Friday, October 6 # prompt- Short Story-A New Light on the Horizon

Taken from www. google. co za
Today he slapped Yamini, his daughter.  She was arguing with her mother, at the dining table, then suddenly stood up from her chair, raised the plate in which she was eating with half-eaten food into the air and dropped it onto the floor. The fork and the spoon slipped out of the plate, hit on the tiled floor making a shrill sound and shards of plate flew in all directions together with the food.  And she stood there, without having any shame staring at her mother. He was coming to the dining room; he stretched his arm with a force he could muster and slapped her across her face.  She turned to face him with a hostile look and ran into the kitchen howling.  Shalini, his wife, sat stunned on her chair for a second, then shouted at him: “have you gone mad.”  Shone his son, yelled: “you’re an old bugger, I hate you.”

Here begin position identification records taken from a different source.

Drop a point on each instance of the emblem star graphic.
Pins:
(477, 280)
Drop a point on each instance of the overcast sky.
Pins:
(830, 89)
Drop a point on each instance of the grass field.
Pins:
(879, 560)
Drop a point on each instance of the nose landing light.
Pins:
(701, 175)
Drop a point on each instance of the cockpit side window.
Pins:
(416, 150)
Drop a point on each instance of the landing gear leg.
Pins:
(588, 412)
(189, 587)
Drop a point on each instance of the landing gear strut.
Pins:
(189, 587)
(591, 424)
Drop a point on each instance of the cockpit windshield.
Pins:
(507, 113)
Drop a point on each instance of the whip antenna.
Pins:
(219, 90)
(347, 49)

Later in the night, he walked to his office room, clicked on the light switches.  The illumination from the light stripped the darkness away and bared the room. Flitting about into his mind were Yamini’s howling, curses from Shalini and Shone. He felt a pang of loss: all significant people in his life have rejected him mercilessly, for doing only the right thing as a father.  What was wrong with the way he punished her; he had to discipline his daughter, no matter whoever went against that.  What was this, at present, you don’t beat your child?  From where have these ideologies come to mislead not only the youngsters but even the elders.  His father had been beating and hitting him, even after getting he got married.  He never questioned him; that was showing respect. 
He heard footsteps outside his room.  Shalini came inside, pulled a chair and sat on it.  She had only stood in front of him so far, now sitting on a chair, without he granted permission.  It was an apparent act of challenging him.  “I saw the light in your room,” she said. Her face was still red with anger.

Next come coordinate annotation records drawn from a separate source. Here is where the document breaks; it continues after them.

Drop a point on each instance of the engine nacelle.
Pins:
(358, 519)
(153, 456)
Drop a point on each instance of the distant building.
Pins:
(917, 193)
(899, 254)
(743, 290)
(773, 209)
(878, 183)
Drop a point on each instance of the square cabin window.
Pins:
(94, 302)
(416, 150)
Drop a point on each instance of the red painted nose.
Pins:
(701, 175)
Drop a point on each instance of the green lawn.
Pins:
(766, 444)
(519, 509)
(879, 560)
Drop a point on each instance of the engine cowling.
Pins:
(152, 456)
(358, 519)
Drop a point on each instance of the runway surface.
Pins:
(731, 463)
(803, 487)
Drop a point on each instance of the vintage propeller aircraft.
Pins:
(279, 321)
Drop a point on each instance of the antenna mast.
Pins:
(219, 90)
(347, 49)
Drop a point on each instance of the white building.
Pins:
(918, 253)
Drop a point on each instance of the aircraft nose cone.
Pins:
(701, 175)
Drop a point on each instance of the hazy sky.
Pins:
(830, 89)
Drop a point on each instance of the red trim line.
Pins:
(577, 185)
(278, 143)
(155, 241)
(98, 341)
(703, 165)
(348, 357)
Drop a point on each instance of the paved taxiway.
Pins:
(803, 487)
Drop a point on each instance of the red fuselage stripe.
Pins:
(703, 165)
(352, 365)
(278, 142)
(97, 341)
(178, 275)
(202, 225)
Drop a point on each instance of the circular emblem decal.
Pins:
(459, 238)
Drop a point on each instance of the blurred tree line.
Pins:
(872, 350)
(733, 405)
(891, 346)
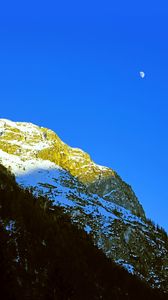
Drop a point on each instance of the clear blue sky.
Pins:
(74, 67)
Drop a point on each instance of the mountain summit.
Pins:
(95, 197)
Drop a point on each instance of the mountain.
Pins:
(95, 197)
(44, 256)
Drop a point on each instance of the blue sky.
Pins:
(74, 67)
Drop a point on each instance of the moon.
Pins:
(142, 74)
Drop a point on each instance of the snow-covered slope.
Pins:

“I thought of talking with you.”  Talking with you- a term she had never used, like people talking in an office.  Has she turned a feminist?
He looked away from her.
“What you did was wrong.  You harmed your child,” she started her talk.
“So, I should have sat their quiet, encouraging her to break more plates.”

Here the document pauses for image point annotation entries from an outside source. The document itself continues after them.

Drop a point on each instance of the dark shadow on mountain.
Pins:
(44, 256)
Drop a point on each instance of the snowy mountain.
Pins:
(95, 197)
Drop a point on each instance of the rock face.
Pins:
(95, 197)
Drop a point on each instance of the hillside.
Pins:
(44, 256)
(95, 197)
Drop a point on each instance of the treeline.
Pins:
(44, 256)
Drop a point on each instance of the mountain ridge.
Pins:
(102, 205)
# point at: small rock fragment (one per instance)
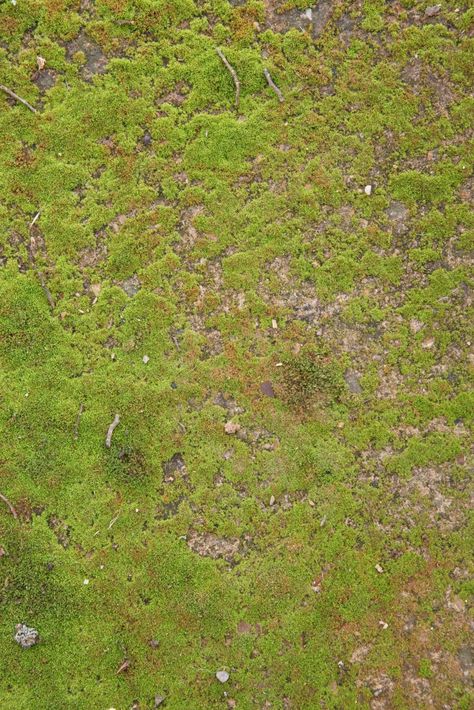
(131, 286)
(123, 666)
(231, 427)
(352, 381)
(266, 388)
(26, 636)
(147, 139)
(432, 10)
(466, 658)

“Listen, I was angry with her, it was all my mistakes.”
“She threw the plates down because of your mistake?” He guffawed to insult her.
“Let me explain; I thought she was having an affair with the boy that she was talking to the other day.”
The affair, he thought, how could she use such filthy word in front of him, to pollute the air of morality in this family?
“I got angry with her, and shouted at her, without trying to talk to her to find out what was going on.”
He looked on. “Later when I talked with Shalini, she said, the boy was her friend’s brother.”
“So, you trust her.”
“You don’t trust your daughter?’
“Before beating me, my father never asked me any question to clarify his doubt,” he thought of reminding her more his family tradition.
“Have you ever wished, he had?”
My God, he shifted in his chair.  A funeral pyre was burning inside him.  All his father’s belongings were dutifully burned with his body so that his spirit get entry into the other world easily.  Standing in front of the blazing fire, what had he been contemplating: “Dad, how am I going to bury and burn my yearning for you ever considered talking to me, before concluding I was guilty of everything you had accused me of?” He turned his face away from her to hide the moisture in the eyes. 
“Have you?” She was waiting for an answer.
“Shalini, I can see it now." He turned to her.  "You’re right; I should have sat with both of you and asked what was going on.”
“Thank you,” she said.
When he held her hands, he saw a new light on the horizon.